2. If it’s important, how do we maintain two tags?
I could see preserving a space to just discuss the formal side separately from the psychological being quite valuable. Especially if there’s a sustained back-and-forth on technical stuff. If it is, then I think there’s effort we could put in to maintain the distinction in the face of entropy.
The tags need to be optimized a set.
The tag names directly should imply the tag boundary, e.g Truth (formal) and Map & Territory (Applied) or something.
Each description should early on differentiate the tags and mention the other.
You’ll need someone who cares to keep an eye on the tags. (Subscriptions to tags should make this easier, but currently, it doesn’t batch that doesn’t work well for high-volume tags).
Although if each tag has highly upvoted relevant content at the top, it matters less if some other stuff and goes to the bottom of the list (especially below the Load More)
Overall, the seeming cost of maintaining separate tags makes me by default want to just aim for broader, more-inclusive tags.
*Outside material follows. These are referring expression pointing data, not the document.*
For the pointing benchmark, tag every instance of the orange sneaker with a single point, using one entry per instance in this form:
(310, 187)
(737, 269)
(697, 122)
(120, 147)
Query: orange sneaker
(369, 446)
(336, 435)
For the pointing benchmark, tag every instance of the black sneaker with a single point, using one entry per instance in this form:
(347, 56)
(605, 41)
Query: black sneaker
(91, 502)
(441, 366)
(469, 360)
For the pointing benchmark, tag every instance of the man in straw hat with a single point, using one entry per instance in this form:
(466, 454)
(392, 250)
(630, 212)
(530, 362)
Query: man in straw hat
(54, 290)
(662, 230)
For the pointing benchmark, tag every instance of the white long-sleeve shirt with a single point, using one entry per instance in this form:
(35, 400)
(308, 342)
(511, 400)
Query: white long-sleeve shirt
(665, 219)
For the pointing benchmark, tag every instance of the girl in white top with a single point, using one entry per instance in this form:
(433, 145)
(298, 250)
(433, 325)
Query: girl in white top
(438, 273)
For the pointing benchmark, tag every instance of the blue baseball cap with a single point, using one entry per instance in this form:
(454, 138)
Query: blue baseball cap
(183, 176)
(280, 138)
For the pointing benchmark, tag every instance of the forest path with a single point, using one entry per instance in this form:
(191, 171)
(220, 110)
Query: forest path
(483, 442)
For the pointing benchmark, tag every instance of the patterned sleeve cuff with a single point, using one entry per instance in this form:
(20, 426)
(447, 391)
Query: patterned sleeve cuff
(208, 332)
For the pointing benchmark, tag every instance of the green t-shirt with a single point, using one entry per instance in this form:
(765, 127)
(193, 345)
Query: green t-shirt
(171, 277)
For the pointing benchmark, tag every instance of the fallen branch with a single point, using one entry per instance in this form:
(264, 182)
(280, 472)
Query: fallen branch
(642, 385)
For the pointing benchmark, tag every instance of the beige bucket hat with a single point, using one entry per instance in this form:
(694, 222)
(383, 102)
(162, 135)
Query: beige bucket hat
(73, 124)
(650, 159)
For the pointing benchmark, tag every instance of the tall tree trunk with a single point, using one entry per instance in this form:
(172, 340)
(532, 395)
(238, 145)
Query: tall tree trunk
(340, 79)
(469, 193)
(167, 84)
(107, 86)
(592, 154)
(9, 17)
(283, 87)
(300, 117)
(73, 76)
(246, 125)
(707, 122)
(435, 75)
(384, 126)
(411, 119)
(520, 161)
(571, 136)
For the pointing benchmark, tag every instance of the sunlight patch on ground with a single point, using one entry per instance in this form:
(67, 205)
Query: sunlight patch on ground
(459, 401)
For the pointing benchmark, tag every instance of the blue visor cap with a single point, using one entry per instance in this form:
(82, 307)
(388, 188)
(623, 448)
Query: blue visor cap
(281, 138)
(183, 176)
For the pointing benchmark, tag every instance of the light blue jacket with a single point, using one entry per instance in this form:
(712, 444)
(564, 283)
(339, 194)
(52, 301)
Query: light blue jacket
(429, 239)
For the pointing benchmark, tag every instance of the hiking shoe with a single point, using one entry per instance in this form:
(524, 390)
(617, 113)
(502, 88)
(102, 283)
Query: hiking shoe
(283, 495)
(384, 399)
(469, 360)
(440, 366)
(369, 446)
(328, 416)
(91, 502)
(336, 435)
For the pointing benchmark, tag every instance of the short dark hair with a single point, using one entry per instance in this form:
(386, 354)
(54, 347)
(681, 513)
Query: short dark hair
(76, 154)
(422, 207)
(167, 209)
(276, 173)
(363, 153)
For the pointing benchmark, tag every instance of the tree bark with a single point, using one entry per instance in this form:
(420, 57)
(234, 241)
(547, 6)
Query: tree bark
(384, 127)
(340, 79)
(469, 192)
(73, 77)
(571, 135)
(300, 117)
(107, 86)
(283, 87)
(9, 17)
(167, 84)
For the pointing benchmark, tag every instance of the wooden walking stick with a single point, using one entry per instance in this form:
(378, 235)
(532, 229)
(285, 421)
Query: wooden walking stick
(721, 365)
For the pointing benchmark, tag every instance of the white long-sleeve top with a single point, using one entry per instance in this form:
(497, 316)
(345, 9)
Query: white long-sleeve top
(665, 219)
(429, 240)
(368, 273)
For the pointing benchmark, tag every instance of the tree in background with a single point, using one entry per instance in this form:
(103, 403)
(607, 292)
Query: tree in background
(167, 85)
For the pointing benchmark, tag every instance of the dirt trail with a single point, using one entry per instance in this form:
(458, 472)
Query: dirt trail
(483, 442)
But if a distinction is worth it and/or we end up with a committed community and people who want to keep tags clean and true to their intention, might be worth it.
I missed this comment till now, sorry. Seems no one else opined yet, so my thoughts:
I don’t feel like I can confidently say something about the value of distinguishing the two, but I can offer the broader questions I see.
What is the extent of our ability to maintain nuanced distinctions in the tags?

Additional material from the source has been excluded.